Mark Nelson, president, founder, and chief executive officer of Ovid, and several other major shareholders currently own some 5.1 million shares of Ovid or 63 percent of the outstanding shares on a fully diluted basis. Nelson personally owns around 50 percent of the company he founded in 1988 as Online Research Systems. The company's name was later changed to CD Plus, and then finally to Ovid, after its Ovid software. In 1994, Ovid acquired BRS Online. At this point, Ovid has completely "Webbed" its offerings. In fact Web access represents "the fastest growing part of the business," according to Nelson.

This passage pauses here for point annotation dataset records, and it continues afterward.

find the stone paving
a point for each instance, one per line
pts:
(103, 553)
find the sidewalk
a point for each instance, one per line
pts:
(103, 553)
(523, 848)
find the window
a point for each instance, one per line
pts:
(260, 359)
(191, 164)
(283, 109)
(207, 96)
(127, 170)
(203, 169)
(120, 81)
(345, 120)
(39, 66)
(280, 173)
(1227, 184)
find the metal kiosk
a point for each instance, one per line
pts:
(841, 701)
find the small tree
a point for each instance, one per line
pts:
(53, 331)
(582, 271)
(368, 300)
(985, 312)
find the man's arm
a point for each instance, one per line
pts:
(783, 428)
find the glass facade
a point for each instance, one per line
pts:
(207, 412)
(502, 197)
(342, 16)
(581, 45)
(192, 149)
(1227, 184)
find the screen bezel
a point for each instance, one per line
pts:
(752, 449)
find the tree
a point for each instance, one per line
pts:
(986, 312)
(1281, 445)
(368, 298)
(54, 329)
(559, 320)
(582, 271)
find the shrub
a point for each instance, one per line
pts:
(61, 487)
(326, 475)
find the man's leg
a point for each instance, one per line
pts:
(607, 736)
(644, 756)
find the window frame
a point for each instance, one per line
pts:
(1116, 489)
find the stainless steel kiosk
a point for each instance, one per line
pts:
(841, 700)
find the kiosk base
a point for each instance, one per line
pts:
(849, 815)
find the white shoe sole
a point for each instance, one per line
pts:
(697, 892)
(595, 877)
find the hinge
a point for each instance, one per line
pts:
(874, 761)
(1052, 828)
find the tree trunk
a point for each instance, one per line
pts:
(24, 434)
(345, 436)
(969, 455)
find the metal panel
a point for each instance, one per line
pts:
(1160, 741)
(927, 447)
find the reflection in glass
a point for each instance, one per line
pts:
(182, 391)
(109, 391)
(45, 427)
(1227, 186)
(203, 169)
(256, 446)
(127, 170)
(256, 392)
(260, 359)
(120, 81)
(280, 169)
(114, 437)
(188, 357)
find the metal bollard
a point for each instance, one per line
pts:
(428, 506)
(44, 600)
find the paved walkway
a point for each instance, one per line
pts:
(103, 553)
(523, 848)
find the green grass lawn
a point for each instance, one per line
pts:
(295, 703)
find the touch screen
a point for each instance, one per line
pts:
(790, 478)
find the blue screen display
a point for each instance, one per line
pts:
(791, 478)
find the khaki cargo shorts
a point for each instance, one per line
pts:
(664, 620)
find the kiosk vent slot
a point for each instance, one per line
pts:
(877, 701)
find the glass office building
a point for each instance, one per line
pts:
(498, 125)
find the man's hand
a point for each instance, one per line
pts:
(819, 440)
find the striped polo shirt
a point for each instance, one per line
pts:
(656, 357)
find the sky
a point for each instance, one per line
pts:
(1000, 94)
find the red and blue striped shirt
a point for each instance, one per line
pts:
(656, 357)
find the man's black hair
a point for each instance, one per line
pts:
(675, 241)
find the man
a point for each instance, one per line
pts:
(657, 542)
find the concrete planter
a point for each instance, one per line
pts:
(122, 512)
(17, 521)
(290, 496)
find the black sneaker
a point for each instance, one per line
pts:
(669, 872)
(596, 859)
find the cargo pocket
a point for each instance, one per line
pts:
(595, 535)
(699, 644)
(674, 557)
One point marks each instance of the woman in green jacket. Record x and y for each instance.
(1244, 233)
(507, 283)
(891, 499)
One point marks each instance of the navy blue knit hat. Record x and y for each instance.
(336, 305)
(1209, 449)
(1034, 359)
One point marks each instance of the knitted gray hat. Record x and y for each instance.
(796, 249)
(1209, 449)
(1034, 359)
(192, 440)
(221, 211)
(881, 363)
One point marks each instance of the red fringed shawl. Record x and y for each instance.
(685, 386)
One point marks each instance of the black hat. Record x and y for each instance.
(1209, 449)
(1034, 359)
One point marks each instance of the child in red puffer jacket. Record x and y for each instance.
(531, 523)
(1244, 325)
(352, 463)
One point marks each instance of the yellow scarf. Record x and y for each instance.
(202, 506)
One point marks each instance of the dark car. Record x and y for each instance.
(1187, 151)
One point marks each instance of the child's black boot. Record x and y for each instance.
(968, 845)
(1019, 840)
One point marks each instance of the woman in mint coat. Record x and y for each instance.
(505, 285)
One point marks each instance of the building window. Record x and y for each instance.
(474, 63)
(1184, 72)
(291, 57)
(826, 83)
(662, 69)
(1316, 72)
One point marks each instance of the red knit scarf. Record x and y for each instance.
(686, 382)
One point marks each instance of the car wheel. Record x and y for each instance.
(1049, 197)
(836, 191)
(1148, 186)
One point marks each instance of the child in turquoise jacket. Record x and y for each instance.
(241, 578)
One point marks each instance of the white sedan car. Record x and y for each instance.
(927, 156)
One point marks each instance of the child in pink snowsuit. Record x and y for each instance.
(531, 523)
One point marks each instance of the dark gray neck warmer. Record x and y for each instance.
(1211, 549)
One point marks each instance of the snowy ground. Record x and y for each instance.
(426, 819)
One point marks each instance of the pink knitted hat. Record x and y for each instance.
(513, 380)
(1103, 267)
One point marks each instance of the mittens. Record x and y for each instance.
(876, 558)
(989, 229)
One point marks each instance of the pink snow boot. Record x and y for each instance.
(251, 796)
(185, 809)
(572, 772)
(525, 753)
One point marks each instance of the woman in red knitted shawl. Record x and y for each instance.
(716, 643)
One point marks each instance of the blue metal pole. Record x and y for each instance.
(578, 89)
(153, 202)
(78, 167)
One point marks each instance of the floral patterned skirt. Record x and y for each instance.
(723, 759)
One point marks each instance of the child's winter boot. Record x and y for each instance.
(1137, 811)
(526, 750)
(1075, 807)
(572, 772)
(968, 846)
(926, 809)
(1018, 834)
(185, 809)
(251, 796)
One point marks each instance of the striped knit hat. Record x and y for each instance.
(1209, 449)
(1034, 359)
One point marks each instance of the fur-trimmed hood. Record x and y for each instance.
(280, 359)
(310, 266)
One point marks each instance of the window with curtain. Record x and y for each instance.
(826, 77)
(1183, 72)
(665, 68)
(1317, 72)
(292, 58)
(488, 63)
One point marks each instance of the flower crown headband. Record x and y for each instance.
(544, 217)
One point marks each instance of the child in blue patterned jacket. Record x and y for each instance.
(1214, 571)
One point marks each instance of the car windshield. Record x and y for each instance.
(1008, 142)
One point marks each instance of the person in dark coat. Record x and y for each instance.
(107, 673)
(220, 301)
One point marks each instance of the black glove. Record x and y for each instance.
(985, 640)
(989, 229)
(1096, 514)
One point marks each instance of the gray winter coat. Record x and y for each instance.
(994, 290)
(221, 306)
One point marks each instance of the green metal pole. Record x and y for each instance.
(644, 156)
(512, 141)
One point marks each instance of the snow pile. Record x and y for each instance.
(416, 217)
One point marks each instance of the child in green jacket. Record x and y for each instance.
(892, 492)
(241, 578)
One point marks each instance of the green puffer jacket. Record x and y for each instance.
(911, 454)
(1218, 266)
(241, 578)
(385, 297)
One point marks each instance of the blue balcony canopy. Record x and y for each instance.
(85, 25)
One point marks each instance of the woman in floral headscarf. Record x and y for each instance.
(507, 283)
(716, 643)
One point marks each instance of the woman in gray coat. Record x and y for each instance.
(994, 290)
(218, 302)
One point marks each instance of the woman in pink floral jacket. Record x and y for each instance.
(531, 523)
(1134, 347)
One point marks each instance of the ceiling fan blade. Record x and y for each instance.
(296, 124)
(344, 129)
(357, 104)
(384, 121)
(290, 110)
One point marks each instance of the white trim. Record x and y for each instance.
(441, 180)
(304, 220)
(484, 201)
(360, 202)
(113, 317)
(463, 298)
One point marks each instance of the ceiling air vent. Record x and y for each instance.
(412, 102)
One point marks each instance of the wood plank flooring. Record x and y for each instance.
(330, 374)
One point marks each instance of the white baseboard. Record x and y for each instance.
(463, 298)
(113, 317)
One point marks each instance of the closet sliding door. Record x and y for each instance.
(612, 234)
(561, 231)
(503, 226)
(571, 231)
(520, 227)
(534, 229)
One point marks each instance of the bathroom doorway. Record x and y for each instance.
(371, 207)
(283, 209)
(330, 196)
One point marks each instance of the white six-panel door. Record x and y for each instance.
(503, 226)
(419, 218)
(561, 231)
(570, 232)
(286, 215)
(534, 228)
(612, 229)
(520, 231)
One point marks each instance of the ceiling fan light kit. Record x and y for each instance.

Nelson told us that he considers the acquisition "strategically, a great fit. In our marketplace of academic and STM content, Wolters Kluwer makes a nice match. It will give us lots of leverage we never had before to do what we want done." Nelson commented that Wolters Kluwer runs its subsidiary companies very autonomously. In fact, Wolters Kluwer USA has only six people at the top. They expect companies to run themselves without a lot of politics, according to Nelson, who still considers Ovid his "baby."

Nelson sees the value Ovid offers Wolters Kluwer as lying in two areas: Ovid's ability to continue to compete in its core markets, and its push into the area of clinical information products. "We know what users want," he said. "We're close to the user side of the supply chain."

Wolters Kluwer does not just look upon Ovid as a distribution channel, according to Nelson. "We bring more value added than distribution. We've told them that we're very close to the user. We know what they do. We know what they need. This knowledge should be valuable to a publisher of information. We're more likely to collaborate with them and other publishers of print and electronic journals. Our perspective is to let users' needs drive development and the value added."

Nelson clearly wanted Ovid's new ownership to open up opportunities to reach new content, without threatening or shutting down any current relationships with other publishers. He plans on maintaining a policy for "keeping a level playing field on what we offer." Users' needs and wants should define what Ovid offers.

Nelson told us that Wolters Kluwer is "committed to keeping current management in place. They see us as a great company." He expects no downsizing. "If anything, we may be upsizing," he said.


Barbara Quint was senior editor of Online Searcher, co-editor of The Information Advisor’s Guide to Internet Research, and a columnist for Information Today.